At lunch time yesterday, Sue and I hit a random noodle place (aptly called "Noodles Restaurant").
I got a bowl of fresh, home-made noodles with seafood.
Sue got a bowl of fresh mandu (Korean dumplings).
That night, we went out to dinner with Prof. Chung of KU. We went to a beef restaurant in Itaewon. Food was very good.
This is yukhwe, which is a mix of fresh raw beef, raw egg, pears, pine nuts, and I think some cucumber or green squash. Yup, you just eat it raw (think tartare). I've had this before in the states back when I lived in NYC, but hadn't had it since. Very tasty.

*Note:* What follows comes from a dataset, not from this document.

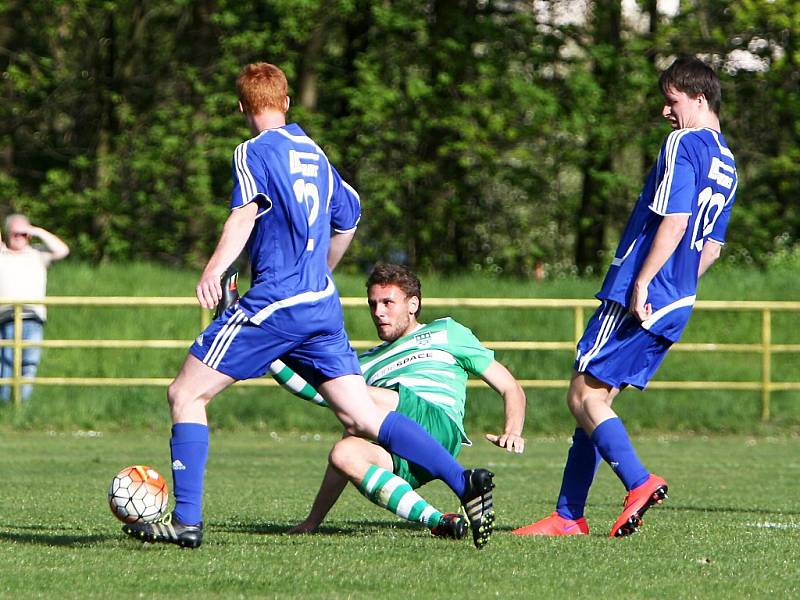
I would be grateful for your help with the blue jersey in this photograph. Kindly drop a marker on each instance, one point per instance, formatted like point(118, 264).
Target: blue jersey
point(695, 175)
point(300, 198)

Here's a cut of kalbi. In Korea, the kalbi is cut with the rib bone on one end and then the strip of meat extending the other way. In the states, we usually get kalbi in what they call "LA style." I'm told that when Koreans first moved to Cali, they tried to get the butchers to cut their ribs for kalbi, but the butchers ended up cutting thin slices against the bone, and that's how the LA style kalbi was born.

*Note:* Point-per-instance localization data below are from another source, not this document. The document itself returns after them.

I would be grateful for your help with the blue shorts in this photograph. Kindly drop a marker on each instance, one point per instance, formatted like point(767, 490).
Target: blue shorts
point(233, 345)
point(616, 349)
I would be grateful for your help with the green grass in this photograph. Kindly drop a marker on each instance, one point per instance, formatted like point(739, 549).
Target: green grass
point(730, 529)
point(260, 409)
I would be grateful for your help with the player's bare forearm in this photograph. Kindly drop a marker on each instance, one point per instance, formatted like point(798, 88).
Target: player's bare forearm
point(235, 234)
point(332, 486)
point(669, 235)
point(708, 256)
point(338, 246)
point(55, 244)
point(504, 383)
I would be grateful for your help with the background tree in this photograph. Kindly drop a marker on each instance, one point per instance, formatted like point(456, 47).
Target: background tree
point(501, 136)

This is another dish not for the squeamish. Raw beef liver! It sounded kind of scary/adventurous, but it was actually quite good. Sue and I both agree that the raw liver tastes better than the cooked version (yes, she ate some, too!). This didn't really have any of that heavy, dense, organy taste or pasty mouth-feel that you get from cooked liver, kidney, etc. It actually had a very mild and slightly sweet taste to it that was quite pleasant. One of the guys from my hockey team back home told me that when they would go bow-hunting for deer, after a kill, he would cut open the deer and eat a chunk of its liver right then and there (partly just because it grossed out his dad). He described it as really soft and sweet, and I can now sort of see how that might be the case. (If I recall correctly from my high-school biology classes, the liver is supposed to be the energy center for the body where short, simple sugar chains are stored for short-term energy needs.)